Molise - Un'altra storia - Settimana di eventi a Roma

Dal 22 novembre al 1 dicembre
oltre una ventina di iniziative in Garbatella

ROMA - Una settimana di eventi disseminati in diversi luoghi della Capitale – concentrati soprattutto nel quartiere Garbatella - per avvicinarsi alla più sconosciuta regione del Mezzogiorno. Oggi un po’ più conosciuta grazie alle location dell’ultimo film di Checco Zalone, “Sole a catinelle”.

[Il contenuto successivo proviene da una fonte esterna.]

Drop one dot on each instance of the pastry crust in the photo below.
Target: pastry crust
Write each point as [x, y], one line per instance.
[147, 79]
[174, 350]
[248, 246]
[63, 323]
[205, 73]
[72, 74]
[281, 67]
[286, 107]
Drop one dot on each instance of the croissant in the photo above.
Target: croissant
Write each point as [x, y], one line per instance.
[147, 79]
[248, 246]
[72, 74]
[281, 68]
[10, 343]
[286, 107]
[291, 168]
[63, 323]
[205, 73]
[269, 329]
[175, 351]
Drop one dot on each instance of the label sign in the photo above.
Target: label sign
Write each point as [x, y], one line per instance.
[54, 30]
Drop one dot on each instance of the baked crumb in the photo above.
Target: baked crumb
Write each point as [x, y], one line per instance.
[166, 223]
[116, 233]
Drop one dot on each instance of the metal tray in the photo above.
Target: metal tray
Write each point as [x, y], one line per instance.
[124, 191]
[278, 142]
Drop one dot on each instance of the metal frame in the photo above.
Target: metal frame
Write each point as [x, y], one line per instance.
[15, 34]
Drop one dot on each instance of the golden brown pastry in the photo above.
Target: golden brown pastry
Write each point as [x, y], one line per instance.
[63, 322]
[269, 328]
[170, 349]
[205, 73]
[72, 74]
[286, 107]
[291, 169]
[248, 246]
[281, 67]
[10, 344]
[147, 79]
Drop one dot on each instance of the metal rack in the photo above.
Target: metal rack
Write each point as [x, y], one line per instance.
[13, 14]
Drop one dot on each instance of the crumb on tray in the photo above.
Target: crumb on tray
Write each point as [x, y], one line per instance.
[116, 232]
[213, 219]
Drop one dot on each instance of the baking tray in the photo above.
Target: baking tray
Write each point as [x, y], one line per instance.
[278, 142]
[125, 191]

E’ la missione di “Molise, un’altra Storia”, 26 iniziative riunite in un unico evento, che avranno luogo tra venerdì 22 novembre e domenica 1 dicembre con la regia del Formez PA, ente che attua progetti delle pubbliche amministrazioni, e il supporto di Regioni Lazio e Molise, Comune di Roma, VIII Municipio, Cna, Camera di Commercio, Millepiani (spazio condiviso di professionisti orientati all’innovazione) e associazione Forche Caudine (storico circolo dei molisani a Roma). L'evento gode del patrocinio di Expo 2015.

Ricco il programma che comprende otto mostre distribuite in altrettanti siti (dall’omaggio al disegnatore molisano Jacovitti a quelle su musei, castelli, folklore, agricoltura, emigrazione e memoria storica), spettacoli tradizionali, presentazioni librarie, esposizioni enogastronomiche ed artigianali (originale l’incontro tra gli artigiani molisani – creatori di zampogne, campane, coltelli e oggetti in pietra e rame - con il movimento romano dei makers, cioè gli artigiani digitali globalizzati).

“Molise, un’altra Storia”, con un logo in caratteri oschi che ne rimarca la prevalenza culturale, include anche un seminario sul Molise rivolto agli studenti delle scuole “creative” della Capitale (Accademia di belle arti, Istituto europeo di design, Istituto Rossellini cinetv, Quasar, Magica e Rufa), appuntamenti sulla mobilità sostenibile (con associazioni di trekking, biciclette e treni) e sull’integrazione degli immigrati (a cura di Arci Solidarietà ed Opera Nomadi), un incontro sull’apporto dei circa cinquemila operatori commerciali d’origine molisana che lavorano nella Capitale, per lo più ristoratori, profumieri. sarti e tassisti. 

Molta attesa per lo sbarco delle tante prelibatezze molisane presso il Mercato Garbatella di via Passino. Il periodo è quello del tartufo bianco, di cui il Molise è il maggior produttore europeo. Ma spazio anche ai celebri formaggi (tra cui la “stracciata”, prodotto a metà strada tra ricotta e mozzarella), al salume “ventricina”, allo straordinario vitigno autoctono Tintilia. Previsti laboratori del gusto e abbinamenti tra prodotto e territorio.

Nel corso della manifestazione l’VIII Municipio metterà a disposizione guide turistiche per visite guidate della Garbatella e animazione per i bambini.